@Amral posted:America not ready for a woman yet, and especially a black woman.
Beware the People Who Claim “America Isn’t Ready for a Black Woman President”
Even as Kamala Harris consolidates the entire Democratic Party behind her campaign, there will be people telling her she can’t win because she’s a woman of color.

Vice President Kamala Harris stands in the Rose Garden of the White House on May 20, 2024.
(Anna Moneymaker / Getty Images)The Democratic Party is about to run a Black, South Asian woman against a white supremacist former president. It’s about to run a person whose parents were immigrants against a xenophobe who supports mass deportations. It’s about to run a woman who prosecuted sexual predators against a sexual predator who has been judged to be a rapist. And it’s about to run a fierce defender of reproductive rights against a person who proudly claims responsibility for overturning Roe v. Wade.
Add it all up, and what you get is that the Democrats are about to run the walking embodiment of what America is against the avenging specter of what America was.
The contrast between Vice President Kamala Harris and convicted felon Donald Trump could not be more clear, and that contrast should benefit Harris in every conceivable way. Harris is a person who wouldn’t be allowed to finish her sentences in Trump’s America, much less hold political and legal power. The distinction is now between a youthful, vibrant, and tolerant vision of the country, versus an aging, aggrieved, and absolutist version of America.
Democrats should be thrilled with the opportunity to run Donald Trump’s worst nightmare against Donald Trump. And the base is. ActBlue, the small-dollar donations aggregator, smashed fundraising records on the first day of Harris’s presidential campaign.

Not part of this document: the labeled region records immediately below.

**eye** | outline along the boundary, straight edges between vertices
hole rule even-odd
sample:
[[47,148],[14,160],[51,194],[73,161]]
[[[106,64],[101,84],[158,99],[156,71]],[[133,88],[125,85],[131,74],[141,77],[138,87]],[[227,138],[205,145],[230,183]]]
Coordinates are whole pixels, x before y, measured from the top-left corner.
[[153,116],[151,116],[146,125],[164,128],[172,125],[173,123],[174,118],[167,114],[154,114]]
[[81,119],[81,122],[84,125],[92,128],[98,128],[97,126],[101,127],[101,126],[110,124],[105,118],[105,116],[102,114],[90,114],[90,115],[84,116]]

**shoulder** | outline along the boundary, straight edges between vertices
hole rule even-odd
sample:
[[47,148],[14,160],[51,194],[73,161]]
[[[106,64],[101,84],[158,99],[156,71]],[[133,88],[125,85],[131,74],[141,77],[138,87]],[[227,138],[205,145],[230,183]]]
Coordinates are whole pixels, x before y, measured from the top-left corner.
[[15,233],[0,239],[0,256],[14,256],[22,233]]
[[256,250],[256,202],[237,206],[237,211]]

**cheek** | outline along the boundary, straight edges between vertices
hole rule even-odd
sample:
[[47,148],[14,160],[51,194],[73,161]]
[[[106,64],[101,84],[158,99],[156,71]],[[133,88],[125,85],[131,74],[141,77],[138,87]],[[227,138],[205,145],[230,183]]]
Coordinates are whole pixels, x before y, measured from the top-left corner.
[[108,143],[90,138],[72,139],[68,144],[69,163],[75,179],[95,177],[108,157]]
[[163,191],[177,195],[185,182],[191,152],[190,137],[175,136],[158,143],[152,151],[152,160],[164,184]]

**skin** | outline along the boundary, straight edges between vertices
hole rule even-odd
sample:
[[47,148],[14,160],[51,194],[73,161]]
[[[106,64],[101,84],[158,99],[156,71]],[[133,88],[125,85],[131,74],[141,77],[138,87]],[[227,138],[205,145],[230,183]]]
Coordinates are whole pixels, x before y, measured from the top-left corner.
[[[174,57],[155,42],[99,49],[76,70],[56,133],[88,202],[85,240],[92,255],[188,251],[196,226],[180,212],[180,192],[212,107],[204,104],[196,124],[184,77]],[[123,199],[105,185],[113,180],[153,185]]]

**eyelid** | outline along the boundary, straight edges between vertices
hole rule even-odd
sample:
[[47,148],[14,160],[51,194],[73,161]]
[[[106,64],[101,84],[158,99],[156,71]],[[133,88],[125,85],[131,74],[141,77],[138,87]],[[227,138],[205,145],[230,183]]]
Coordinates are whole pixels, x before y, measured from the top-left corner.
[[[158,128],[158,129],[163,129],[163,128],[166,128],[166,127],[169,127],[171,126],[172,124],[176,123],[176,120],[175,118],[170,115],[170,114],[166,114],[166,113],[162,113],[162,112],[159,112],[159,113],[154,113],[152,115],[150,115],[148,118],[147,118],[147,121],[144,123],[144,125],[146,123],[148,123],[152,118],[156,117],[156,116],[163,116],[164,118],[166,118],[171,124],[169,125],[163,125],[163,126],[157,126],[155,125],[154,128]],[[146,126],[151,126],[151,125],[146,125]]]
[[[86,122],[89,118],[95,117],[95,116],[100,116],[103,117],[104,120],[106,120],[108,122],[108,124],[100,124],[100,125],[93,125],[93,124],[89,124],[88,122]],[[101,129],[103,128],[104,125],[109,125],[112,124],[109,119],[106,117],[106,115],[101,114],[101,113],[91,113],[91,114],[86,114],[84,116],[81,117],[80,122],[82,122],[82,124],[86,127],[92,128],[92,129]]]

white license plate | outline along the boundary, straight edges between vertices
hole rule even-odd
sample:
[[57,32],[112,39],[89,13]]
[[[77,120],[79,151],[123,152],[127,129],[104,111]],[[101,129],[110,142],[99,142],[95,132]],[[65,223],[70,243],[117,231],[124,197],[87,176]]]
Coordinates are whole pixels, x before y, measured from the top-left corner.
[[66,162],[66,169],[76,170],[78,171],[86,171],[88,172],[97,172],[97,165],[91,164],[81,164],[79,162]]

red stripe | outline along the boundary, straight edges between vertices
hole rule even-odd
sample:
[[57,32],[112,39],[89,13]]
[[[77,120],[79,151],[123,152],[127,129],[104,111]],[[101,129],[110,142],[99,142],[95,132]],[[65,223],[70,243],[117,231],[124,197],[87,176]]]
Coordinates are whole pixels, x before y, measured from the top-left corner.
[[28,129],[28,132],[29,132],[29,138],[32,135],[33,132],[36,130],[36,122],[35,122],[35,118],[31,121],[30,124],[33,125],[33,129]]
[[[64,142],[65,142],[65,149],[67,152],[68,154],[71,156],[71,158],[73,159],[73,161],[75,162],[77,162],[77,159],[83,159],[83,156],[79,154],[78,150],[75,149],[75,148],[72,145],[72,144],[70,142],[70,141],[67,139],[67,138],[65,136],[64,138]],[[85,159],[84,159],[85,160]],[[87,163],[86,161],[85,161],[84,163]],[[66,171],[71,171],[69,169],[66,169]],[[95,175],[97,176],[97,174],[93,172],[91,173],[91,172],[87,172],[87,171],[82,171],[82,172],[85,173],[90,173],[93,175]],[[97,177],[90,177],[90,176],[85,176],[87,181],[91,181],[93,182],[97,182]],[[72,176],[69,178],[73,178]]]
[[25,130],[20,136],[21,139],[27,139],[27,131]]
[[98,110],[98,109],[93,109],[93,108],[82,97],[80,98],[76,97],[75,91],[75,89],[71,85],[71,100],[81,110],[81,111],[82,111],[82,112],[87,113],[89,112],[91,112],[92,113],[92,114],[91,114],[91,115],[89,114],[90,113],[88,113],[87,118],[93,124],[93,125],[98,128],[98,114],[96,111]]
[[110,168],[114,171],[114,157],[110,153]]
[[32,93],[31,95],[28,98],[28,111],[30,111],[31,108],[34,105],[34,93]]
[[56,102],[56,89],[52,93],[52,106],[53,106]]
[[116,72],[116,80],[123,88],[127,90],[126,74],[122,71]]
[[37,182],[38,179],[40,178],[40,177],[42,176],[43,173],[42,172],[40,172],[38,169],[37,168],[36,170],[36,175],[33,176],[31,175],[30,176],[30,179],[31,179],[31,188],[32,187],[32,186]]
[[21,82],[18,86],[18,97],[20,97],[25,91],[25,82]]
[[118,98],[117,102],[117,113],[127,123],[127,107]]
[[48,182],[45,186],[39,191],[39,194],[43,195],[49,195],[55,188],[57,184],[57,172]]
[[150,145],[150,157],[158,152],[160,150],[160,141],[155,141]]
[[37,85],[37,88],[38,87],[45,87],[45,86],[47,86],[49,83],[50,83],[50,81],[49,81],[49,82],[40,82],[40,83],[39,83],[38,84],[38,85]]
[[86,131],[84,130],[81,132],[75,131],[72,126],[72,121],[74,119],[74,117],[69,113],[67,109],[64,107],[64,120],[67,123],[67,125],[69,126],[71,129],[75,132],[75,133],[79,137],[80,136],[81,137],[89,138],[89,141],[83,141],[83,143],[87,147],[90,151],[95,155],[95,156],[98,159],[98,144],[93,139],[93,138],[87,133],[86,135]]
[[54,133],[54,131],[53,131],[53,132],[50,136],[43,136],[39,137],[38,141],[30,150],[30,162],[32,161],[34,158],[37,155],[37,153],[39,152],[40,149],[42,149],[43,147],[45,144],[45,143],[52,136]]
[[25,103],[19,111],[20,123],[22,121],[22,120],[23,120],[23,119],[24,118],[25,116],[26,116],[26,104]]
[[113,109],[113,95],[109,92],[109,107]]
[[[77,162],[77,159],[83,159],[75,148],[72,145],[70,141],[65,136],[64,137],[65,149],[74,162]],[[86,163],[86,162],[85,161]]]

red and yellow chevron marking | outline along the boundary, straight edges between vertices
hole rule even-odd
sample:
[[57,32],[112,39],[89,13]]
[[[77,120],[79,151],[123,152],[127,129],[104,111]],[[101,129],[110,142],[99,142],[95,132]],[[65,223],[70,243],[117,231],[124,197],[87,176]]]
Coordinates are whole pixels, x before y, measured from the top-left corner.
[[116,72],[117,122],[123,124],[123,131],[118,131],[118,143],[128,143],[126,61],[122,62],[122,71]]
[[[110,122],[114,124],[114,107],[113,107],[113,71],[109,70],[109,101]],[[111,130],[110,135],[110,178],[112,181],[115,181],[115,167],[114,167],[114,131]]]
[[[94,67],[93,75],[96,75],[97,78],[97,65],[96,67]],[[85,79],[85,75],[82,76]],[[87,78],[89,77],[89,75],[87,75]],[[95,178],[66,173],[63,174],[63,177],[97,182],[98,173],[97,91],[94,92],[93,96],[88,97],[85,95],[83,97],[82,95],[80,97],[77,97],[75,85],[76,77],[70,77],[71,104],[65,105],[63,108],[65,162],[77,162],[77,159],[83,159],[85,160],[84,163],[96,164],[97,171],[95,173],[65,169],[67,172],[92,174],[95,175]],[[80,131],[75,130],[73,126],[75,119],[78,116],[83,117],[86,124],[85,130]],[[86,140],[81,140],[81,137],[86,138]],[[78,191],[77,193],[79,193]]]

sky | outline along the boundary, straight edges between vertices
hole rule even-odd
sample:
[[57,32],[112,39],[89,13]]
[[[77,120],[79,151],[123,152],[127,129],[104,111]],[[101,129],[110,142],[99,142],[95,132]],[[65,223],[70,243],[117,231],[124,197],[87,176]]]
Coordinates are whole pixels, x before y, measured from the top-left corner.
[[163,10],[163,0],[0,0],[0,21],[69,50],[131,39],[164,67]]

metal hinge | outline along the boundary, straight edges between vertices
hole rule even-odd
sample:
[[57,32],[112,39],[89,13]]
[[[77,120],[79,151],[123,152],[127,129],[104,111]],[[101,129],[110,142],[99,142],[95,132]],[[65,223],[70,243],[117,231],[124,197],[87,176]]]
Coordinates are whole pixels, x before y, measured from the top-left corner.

Elder party poohbas and young rising Democratic stars all quickly endorsed Harris for president. “Win With Black Women,” a network of Black women grassroots organizers, had a call last night that broke Zoom, and ended up with over 40,000 participants who raised over a million dollars for Harris.
The contrast Harris provides to Trump is her greatest electoral asset, a thing that is energizing the very people Trump would harm the most—but we, as a nation, are about to endure weeks and months of people telling us that it is her greatest weakness. The question “Is America ready for a Black, female president?” will be posed again and again by people who will claim that they already know the answer is “no.” Even as Harris consolidates the entire Democratic Party around her and her campaign, there will be people telling her she can’t win because America won’t elect a woman of color.
And those naysayers will always be given a platform in The New York Times and other media outlets claiming they’re simply reporting the facts. The Times won’t cover Harris fairly even for a day, just to see what it would feel like, and they’ve already started down the road of making her seem unelectable because of her race and gender. For the first of what will be many hit pieces over the next few months, they used other Black people to make their point. A tortured Monday headline blared: “Some Black Voters Say They Wonder if a Black Woman Can Win.”
Before I dive into the article, I want you to step back and just marvel at the sheer meaninglessness of that headline. I, for instance, am a Black voter, and I wonder about a great many things. I wonder if aliens exist; I wonder if God is an *******; I wonder how many abortions Donald Trump has paid for. But the Times wouldn’t run a story that stated “Some Black Voters Say They Wonder How Many Active Klu Klux Klan Members Attended the Republican National Convention”—even though I promise you that more Black voters wonder about that than Harris’s electability. What the Times is doing here isn’t journalism but confirmation bias: They wanted to run that kind of story and went out and found some people to say what they wanted them to say.
And what those allegedly contemplative Black voters said was an all-too-standard refrain.
“It’s kind of sad, but I don’t think Harris will do well nationwide,” said Kristy Smith, 42, who is from Atlanta and works in sales.
As a Black woman herself, Smith said she thinks Ms. Harris is entering the race with two strikes against her. “America is just not ready for a woman president especially not a Black woman president,” she said.
In fairness to Smith, she is merely repeating what this country has told Black people, and especially Black women, her whole life: America hates you. Every Black or brown person, and every woman, has direct evidence from their lived experience of just how deeply America hates them. It’s palpable. We see the disdain this country holds for people of color whenever we turn on the news. We feel the antipathy this country holds for women every time we go to work, or read an opinion from the Supreme Court. Harris has been subjected to the worst press coverage of any vice president in my lifetime, and she’s about to be subjected to the worst coverage of any presidential candidate in American history… save perhaps Hillary Clinton, who was the last woman who made it within striking distance of the presidency.
This is part of the very serious work of white male supremacy. It’s not enough for white men to be in control of all the levers of power; they—and those who do their bidding—also have to make everybody else feel like they don’t deserve power and won’t be able to have any even if they try. The white guys who are determined to keep running this joint need the rest of us to believe that asking for equal opportunity and a fair shake is asking for too much, and that demanding equality now is perpetually too soon. Maybe someday a person like Kamala Harris could be president, but not today, never today; America is just not ready for all that right now.